IT業界ではキーワードに乗ってビジネスを創出することがある
IT、ICTなどの用語は、すべて特定のテクノロジーを表している訳ではなく、概念を表しているものであり、特別に新しいテクノロジーという訳ではありません。しかしながら、分かりやすい表現となっているので、人々の記憶に残りやすく、世の中を変える流れを作り出すために必要な宣伝効果は非常に大きなものとなっていきます。
そのため、IT業界では、このようなキーワードに乗ってビジネスを創出することがしばしばあります。逆にいうと、これらのビジネスの顧客となる側の人達にとっては、本質を見極めて対応する必要があるということです。雰囲気に流されて、多額の投資をしても、効果を得られない可能性があります。
今注目集めているDXについても同じことが言えます。DXについて、その定義や意味を説明できる人は、どのくらいいるのでしょうか?多くの人が、改めて問われると、実は、答えられないのではないかと思います。

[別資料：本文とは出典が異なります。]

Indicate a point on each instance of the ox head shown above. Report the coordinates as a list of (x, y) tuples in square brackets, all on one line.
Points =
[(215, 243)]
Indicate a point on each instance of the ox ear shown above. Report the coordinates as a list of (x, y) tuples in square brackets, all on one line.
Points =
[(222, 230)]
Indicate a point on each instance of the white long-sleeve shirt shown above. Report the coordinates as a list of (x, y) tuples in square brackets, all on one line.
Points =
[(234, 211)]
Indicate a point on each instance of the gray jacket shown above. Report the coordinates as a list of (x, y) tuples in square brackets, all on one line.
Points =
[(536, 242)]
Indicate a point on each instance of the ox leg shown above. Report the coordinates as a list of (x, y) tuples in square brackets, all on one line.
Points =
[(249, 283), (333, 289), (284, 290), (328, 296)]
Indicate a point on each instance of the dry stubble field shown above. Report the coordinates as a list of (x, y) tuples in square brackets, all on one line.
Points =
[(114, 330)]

それも不思議ではありません。何故なら、明確な定義は存在せずに、人によって異なる見解が述べられることがあるからです。
リモートワーク、リモートセールス、AI・データサイエンスの導入など、その個別の要素をDXだと説明する人もいるかもしれないですが、それは、DXに関する報道を何となく見ており、単にそれを口に出しているような状況だったりすると思います。

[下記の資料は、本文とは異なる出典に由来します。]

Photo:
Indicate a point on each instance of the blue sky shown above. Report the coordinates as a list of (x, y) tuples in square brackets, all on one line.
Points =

それ故、DXと言われるもので、何を実現しようとしているのかを冷静に見極めておく必要があります。それが、DXの本質を理解することに繋がります。
DXの目的は、情報技術を使って企業などの組織や人の行動を根本から変容させて、これまでとは次元の違う成果を得ようとすること
私が個人的にDXの目的は何かと質問された場合には、このように答えるでしょう。
コロナ禍によって、DXが急加速したという背景があるので、多くの人は、在宅で出来るリモートワーク、リモートセールスのようなことをDXと思っているかもしれませんが、それは、ごく一部のことです。

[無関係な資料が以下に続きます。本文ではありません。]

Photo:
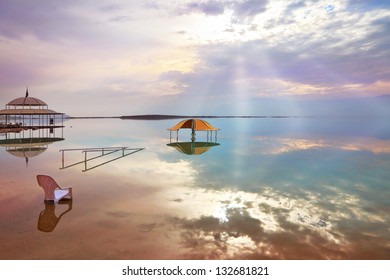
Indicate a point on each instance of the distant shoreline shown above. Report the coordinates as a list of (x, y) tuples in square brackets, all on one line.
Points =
[(168, 117)]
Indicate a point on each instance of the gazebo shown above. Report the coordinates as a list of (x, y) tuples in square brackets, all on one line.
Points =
[(194, 125)]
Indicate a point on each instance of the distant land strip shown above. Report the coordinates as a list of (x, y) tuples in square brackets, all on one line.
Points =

従来の古典的な単なる情報システム化も、業務改善レベルのDXともいえるので、全く情報システム化を行っていない組織にとっては、これを行うだけでも大きな効果を見込めるので、これもよいでしょう。このプロセスを飛ばして、いきなりAIの活用のフェーズに飛ぼうとしても、それは難しい話なので、ワンステップずつでよいのだと思います。
逆に、あえてDX化を行わないという選択もあるでしょう。例えば、人に対するサービスを行う場合に、あえてDXとは逆の対面サービスをより追求するという選択肢もありえるでしょう。DXを強く意識で、世の中がDX化に流れていく、その逆方向に向かうことで、提供するサービスをより際立たせようとする戦略です。その上で、それを補完する部分に最低限のDX化を施すのも、立派なDXでしょう。
DXは、あくまで手段であり、目的ではないので、その点を間違えないようにするとよいと思います。